Reality Distortion Field, Meet Your Match

The worst-ever Mac virus outbreak occurs after Apple delays a bug fix | Cupertino hates “doing anything that’s not on its own timeline”

Jordan Robertson

Jeroen Frijters describes himself as an “accidental” hacker, a guy who trips over security holes the way a pedestrian stumbles over a sidewalk crack. In July the Dutch software engineer discovered the Grand Canyon of sidewalk cracks: a serious vulnerability in Java, one of the most widely used programming languages and a building block of many websites. He reported the flaw to Oracle, which oversees Java.

About nine months later, that bug has enabled the largest malware attack ever to target Apple computers. Since the end of March, more than 600,000 Macs have been infected by a virus known as Flashback. The attack, disclosed on April 4 by a little-known Russian antivirus company called Doctor Web, has mainly affected computers in the U.S. That includes a few hundred Macs in Apple’s hometown of Cupertino, Calif., suggesting some employees at the world’s most valuable company may have caught the virus. The incident has shattered the sense of invulnerability felt by many users of Apple products, which generally face fewer security risks than those running Windows.

Even more dismaying to Apple fans: The company may have been able to do a lot more to prevent the outbreak. Oracle works closely with Microsoft on security issues, and after the company developed a fix for 14 security holes, including the one Frijters discovered, it released a software patch directly to Windows users in mid-February. Those patches are like beacons for criminals, who compare the code before and after the fix to home in on the underlying flaw and then develop ways to exploit it on unpatched computers. Apple, which insists on issuing its own Java patches, waited nearly two months before distributing a fix. The company has announced it’s working on software to detect and remove the malware from infected machines.

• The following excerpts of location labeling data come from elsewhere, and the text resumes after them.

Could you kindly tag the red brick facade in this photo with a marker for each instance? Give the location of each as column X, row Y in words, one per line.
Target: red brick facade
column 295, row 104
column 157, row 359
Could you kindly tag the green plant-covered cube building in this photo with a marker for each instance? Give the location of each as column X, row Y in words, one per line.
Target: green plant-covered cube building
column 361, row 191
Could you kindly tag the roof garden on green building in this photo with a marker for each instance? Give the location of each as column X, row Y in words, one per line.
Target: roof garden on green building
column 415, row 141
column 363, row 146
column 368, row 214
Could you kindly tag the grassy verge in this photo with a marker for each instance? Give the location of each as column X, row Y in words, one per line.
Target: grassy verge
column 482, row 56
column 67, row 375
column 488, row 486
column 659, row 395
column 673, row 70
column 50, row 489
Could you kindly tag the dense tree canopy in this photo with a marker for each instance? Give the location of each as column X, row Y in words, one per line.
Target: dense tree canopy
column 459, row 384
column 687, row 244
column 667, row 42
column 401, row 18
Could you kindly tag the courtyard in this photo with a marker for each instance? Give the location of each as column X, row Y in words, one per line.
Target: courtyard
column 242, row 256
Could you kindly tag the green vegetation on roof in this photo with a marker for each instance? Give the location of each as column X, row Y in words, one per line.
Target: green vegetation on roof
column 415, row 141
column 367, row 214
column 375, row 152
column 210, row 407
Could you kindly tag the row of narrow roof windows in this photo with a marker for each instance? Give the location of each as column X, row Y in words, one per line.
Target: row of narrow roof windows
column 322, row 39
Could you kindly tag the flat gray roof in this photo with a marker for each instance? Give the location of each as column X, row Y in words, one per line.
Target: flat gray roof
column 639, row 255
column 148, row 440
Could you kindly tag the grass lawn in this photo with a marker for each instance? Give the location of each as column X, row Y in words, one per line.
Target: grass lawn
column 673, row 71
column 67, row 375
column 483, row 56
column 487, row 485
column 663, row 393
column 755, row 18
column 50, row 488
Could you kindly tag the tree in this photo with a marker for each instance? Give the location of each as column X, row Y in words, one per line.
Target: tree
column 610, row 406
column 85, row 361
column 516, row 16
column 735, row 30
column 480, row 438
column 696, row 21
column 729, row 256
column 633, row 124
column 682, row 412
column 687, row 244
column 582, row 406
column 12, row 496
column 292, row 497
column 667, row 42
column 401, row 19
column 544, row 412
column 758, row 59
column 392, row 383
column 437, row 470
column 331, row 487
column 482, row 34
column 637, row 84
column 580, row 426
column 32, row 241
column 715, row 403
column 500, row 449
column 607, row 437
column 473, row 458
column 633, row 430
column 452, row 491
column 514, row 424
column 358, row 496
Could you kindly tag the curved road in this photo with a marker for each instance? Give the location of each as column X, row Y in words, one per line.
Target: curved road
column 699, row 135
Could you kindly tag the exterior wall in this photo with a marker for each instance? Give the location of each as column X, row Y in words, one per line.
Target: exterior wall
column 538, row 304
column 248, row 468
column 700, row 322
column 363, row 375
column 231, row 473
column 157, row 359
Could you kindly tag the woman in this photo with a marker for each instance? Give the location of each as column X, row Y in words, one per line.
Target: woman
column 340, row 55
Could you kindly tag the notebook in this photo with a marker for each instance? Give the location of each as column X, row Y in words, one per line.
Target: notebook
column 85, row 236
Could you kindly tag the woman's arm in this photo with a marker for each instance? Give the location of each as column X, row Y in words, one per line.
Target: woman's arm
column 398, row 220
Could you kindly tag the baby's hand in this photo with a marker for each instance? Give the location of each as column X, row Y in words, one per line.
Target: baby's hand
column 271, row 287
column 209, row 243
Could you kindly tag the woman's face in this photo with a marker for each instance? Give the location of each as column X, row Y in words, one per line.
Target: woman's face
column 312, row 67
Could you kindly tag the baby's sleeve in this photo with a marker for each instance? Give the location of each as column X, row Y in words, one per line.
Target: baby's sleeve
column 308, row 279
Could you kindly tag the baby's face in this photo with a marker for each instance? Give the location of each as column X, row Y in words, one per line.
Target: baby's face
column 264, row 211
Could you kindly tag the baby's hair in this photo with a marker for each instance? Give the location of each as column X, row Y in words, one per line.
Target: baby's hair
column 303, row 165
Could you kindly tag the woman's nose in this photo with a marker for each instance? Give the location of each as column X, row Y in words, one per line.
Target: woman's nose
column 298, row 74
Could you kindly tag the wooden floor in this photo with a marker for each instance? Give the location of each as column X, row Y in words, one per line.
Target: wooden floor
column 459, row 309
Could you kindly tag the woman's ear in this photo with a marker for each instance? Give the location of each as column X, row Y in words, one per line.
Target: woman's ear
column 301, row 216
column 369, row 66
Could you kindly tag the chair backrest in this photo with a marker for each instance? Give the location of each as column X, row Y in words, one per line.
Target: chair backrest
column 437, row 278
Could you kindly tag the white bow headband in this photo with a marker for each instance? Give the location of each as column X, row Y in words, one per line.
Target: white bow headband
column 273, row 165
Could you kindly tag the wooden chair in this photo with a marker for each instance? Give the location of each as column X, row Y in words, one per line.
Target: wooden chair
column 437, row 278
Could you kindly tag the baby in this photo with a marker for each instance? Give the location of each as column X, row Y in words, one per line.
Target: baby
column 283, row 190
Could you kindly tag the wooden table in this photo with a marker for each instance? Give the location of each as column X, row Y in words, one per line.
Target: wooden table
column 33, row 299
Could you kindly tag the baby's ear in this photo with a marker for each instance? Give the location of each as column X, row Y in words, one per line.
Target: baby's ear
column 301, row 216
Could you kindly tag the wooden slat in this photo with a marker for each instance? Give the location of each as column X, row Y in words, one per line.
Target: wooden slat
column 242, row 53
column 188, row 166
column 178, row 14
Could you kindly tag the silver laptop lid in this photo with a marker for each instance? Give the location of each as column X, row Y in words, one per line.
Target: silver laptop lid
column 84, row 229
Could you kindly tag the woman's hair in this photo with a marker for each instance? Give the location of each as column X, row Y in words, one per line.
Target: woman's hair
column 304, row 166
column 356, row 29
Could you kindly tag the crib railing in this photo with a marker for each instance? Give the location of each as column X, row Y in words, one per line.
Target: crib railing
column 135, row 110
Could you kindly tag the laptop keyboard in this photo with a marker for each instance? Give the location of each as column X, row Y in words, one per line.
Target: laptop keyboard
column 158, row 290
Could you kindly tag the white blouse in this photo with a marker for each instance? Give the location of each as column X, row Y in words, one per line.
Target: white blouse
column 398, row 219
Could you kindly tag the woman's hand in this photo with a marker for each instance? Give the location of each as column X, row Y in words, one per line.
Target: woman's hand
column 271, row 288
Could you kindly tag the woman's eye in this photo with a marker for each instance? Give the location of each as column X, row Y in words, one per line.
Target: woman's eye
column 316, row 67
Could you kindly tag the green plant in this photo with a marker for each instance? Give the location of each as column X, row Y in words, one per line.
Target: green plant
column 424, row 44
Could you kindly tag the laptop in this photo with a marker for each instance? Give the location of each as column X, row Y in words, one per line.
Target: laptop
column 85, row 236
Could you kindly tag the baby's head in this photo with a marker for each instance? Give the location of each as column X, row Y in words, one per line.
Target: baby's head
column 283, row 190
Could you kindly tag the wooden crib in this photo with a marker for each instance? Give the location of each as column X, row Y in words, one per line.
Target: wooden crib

“Waiting that long was unacceptable given the severity of the vulnerabilities,” says George Kurtz, former chief technology officer of antivirus software maker McAfee and now chief executive officer of CrowdStrike, a security startup. It’s not clear why Apple didn’t work with Oracle to release a patch earlier, but Kurtz says it’s in line with the tech giant’s famed desire for control. “Apple marches to the beat of its own drummer,” he says. “It makes great hardware, it makes great software, and it controls everything from start to finish. I don’t think it likes doing anything that’s not on its own timeline.” Apple and Oracle declined to comment.

The malicious code is from a family of password-stealing programs originally spotted last year, says Liam O Murchu, manager of operations for Symantec’s security response unit. The owners of infected computers could be exposed to identity theft and fraud. Doctor Web reports the virus can also alter Google search results, displaying spam links instead of actual ones.

Boris Sharov, CEO of Doctor Web, says the number of infected machines started leveling off soon after Apple’s software update. Normally, new patches temporarily cause an uptick in attacks since they publicize the underlying flaw, and not all users update their computers at once. Apple may have been helped by its practice of distributing patches to all of its machines, even those using pirated software, and frequently reminding users when they have updates waiting. Also, Apple stopped installing Java by default last year, putting fewer computers at risk.

Sharov says the most likely explanation for the abrupt end to the virus’s spread is that the criminals gave up. To be effective, a virus must be able to send and receive information to a remote server controlled by the hackers. Once Flashback was discovered, security researchers and Apple began identifying and shutting them down. (In its zeal to stem the virus’s spread, Apple accidentally tried to take down a Doctor Web server that was mimicking the hackers’ command-and-control machines to study the malware.) Frijters says the debacle should be a wake-up call for Apple. “I think it’s pretty lame that they can’t manage a coordinated release with Oracle,” he says. “They seem to believe in their own marketing message, that Macs can’t get viruses.”

The bottom line Apple’s penchant for control may have contributed to the spread of a virus that has infected more than 600,000 Macs.